Not to be super English major about it, but Animal Farm was NOT an “anti-revolution” story. According to Orwell, it was inspired specifically by the Russian Revolution that led to the Stalinist regime. The story of animal farm is essentially what happened to the Russian people: they had a revolution against the tyrannical ruling class, only for the very people who had promised them freedom to turn into tyrants themselves.
The moral of the story is not “don’t have a revolution,” it’s that you should always be suspicious of those who promise you this utopian idea of freedom while still aiming to maintain power. The pigs never wanted to actually make everyone free, they just wanted to be the ones in charge. The novel details every small instance of the farm sliding further and further into fascism until it’s too late for anyone to do anything about it.

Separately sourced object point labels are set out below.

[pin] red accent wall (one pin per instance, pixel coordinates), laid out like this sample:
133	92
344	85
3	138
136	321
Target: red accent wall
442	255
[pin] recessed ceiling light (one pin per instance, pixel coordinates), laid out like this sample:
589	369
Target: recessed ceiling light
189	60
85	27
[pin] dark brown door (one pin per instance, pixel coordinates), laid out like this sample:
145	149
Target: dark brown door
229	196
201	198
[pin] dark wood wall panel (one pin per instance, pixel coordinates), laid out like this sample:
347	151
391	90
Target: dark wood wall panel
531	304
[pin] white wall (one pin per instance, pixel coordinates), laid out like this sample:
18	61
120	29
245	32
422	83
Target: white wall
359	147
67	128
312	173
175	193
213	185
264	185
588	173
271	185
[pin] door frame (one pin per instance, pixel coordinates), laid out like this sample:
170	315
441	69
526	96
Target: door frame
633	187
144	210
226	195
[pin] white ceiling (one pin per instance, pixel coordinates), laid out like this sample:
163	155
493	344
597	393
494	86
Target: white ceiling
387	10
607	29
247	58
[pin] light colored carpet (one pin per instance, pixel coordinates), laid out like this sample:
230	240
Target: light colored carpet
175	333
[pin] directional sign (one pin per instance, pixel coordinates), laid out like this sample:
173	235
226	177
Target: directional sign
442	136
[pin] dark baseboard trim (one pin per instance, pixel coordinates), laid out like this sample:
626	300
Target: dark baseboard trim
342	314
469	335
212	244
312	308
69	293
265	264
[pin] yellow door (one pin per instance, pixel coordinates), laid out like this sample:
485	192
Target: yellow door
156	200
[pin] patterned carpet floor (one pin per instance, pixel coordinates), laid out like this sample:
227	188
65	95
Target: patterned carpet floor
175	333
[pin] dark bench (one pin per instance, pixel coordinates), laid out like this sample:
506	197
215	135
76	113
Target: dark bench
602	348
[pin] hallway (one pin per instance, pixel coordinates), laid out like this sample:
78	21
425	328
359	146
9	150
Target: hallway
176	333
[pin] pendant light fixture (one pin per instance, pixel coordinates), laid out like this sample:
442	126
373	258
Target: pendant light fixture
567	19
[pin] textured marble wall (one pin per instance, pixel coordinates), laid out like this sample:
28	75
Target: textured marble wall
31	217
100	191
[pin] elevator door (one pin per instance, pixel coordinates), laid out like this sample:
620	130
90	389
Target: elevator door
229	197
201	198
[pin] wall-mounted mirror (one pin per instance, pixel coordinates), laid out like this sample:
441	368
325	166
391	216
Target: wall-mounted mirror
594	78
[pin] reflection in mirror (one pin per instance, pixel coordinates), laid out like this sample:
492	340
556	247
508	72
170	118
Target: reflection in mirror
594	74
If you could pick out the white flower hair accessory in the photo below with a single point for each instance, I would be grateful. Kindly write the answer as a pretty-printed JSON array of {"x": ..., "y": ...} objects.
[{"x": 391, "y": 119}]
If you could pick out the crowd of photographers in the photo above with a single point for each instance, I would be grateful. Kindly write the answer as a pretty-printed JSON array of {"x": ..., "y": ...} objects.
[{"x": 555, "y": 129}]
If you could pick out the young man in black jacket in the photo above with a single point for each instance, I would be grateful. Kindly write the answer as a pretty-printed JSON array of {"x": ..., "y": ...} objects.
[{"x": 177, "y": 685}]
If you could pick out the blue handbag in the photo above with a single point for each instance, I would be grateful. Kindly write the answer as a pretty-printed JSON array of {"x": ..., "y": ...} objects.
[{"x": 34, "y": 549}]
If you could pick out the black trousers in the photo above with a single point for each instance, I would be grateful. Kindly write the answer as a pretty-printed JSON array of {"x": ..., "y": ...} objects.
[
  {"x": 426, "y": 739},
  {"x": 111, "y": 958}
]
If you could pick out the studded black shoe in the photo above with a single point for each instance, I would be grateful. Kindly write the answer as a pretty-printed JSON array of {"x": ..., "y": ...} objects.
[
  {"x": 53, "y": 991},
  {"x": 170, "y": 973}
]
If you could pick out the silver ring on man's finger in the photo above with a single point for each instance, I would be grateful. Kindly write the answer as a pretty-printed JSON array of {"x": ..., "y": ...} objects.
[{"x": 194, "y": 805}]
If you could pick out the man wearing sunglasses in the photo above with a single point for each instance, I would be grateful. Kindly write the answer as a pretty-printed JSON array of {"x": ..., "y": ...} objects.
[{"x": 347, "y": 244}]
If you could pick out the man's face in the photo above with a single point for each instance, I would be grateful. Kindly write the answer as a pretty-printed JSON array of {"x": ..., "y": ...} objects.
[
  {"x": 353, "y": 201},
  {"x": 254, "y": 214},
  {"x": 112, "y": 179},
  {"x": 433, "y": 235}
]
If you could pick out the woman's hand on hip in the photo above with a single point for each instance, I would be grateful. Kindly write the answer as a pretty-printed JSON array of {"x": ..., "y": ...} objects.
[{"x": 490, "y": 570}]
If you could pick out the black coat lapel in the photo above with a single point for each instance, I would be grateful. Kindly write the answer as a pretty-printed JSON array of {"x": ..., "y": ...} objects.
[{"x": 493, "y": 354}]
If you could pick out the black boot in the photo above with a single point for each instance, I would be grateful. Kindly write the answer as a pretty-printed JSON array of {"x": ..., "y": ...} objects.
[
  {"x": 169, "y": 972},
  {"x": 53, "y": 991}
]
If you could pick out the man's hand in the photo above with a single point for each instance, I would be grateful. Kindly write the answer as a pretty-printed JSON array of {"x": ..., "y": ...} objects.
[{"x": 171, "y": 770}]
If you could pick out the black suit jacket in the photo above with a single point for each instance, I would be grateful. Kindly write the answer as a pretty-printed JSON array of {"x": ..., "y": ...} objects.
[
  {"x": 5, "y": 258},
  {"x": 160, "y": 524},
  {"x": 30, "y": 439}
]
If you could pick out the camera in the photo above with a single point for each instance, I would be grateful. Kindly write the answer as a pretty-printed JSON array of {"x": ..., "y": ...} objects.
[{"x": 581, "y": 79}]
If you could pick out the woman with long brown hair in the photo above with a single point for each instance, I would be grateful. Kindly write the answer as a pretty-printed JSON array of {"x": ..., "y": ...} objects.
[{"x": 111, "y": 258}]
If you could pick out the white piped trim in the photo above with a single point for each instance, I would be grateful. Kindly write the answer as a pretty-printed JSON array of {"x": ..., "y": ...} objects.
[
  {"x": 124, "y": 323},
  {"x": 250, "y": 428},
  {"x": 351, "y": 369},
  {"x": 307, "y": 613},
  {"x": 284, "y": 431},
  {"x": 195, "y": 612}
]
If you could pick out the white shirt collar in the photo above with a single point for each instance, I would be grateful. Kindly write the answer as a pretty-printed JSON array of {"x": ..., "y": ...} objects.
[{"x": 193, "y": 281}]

And 1984 doesn’t have much to do with communism at all. It’s about totalitarianism and fascism. There’s nothing pro-capitalist about the book. A totalitarian government like Big Brother’s could exist in either a capitalist or communist society. The point is the control they have over their people, and how important the flow of information is to that control.
George Orwell literally risked his life fighting fascists, so I think it’s pretty unfair to reduce his books to “anti-commie” propaganda. He was intensely critical of any state that maintained too much power over its people, and at the time, one of the worst examples of that was the recent communist revolution in Russia, which deposed a monarchy to install a dictator in its place.